Comparing strings in postgres using comparison operators?

bakamike picture bakamike · Nov 15, 2016 · Viewed 31k times · Source

In many programming languages you can compare strings using operators like >, >=, < etc...and the language will base the comparison on the position of the letter in the alphabet.

For example in PHP

if ('a' < 'b') {
    echo 'Yes';
} else {
    echo 'No';
}
> Yes

However in postgres or mysql

SELECT
CASE WHEN 'a' < 'b' THEN 'yes' END
FROM table
Output: null

I have a table with strings that I need to compare against each other through SQL.

For example: 6.2(5a) 6.2(5b) -- this would be greater than 6.2(5a) Or 6.2(15) -- this would be greater than 6.2(5a)

I thought of assigning a number to a letter using a regexp but then that would break the comparisons when there are no letter.

How would you go about this purely in SQL?

Answer

Schwern picture Schwern · Nov 15, 2016

NOTE: The original answer went off on a red herring.

A simple comparison sorts character by character.

select 'a1' < 'a9'; -- true because 'a' = 'a' and '1' < '9'.

...but quickly goes to pot.

select 'a10' < 'a9'; -- also true for the same reason.

What you want is a natural sort where the string parts are compared as strings and the numbers are compared as numbers. Doing a natural sort in SQL is not the easiest thing.
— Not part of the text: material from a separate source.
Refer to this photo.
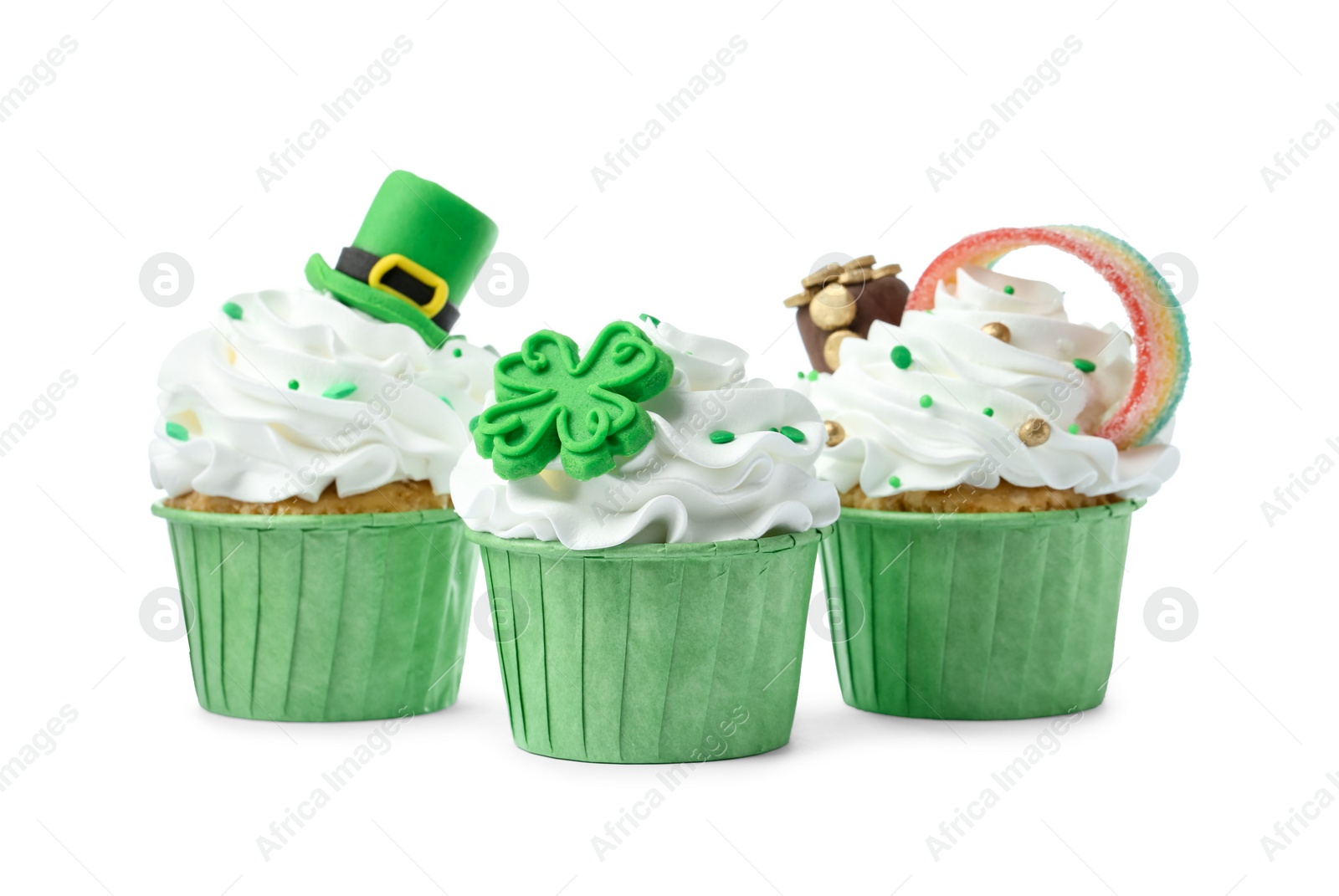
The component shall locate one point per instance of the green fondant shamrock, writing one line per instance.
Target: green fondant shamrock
(584, 410)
You either need fixed field widths to sort each substring separately, or maybe something with regexes...

Fortunately there's pg_natural_sort_order, a Postgres extension that implements an efficient natural sort.

If you can't install extensions you can use a stored procedure like btrsort by 2kan.

CREATE FUNCTION btrsort_nextunit(text) RETURNS text AS $$
    SELECT 
        CASE WHEN $1 ~ '^[^0-9]+' THEN
            COALESCE( SUBSTR( $1, LENGTH(SUBSTRING($1 FROM '[^0-9]+'))+1 ), '' )
        ELSE
            COALESCE( SUBSTR( $1, LENGTH(SUBSTRING($1 FROM '[0-9]+'))+1 ), '' )
        END

$$ LANGUAGE SQL;

CREATE FUNCTION btrsort(text) RETURNS text AS $$
    SELECT 
        CASE WHEN char_length($1)>0 THEN
            CASE WHEN $1 ~ '^[^0-9]+' THEN
                RPAD(SUBSTR(COALESCE(SUBSTRING($1 FROM '^[^0-9]+'), ''), 1, 12), 12, ' ') || btrsort(btrsort_nextunit($1))
            ELSE
                LPAD(SUBSTR(COALESCE(SUBSTRING($1 FROM '^[0-9]+'), ''), 1, 12), 12, ' ') || btrsort(btrsort_nextunit($1))
            END
        ELSE
            $1
        END
      ;
$$ LANGUAGE SQL;

Though it doesn't provide a comparison operator and I'm not going to pretend to understand it. This allows you to use it in an order by.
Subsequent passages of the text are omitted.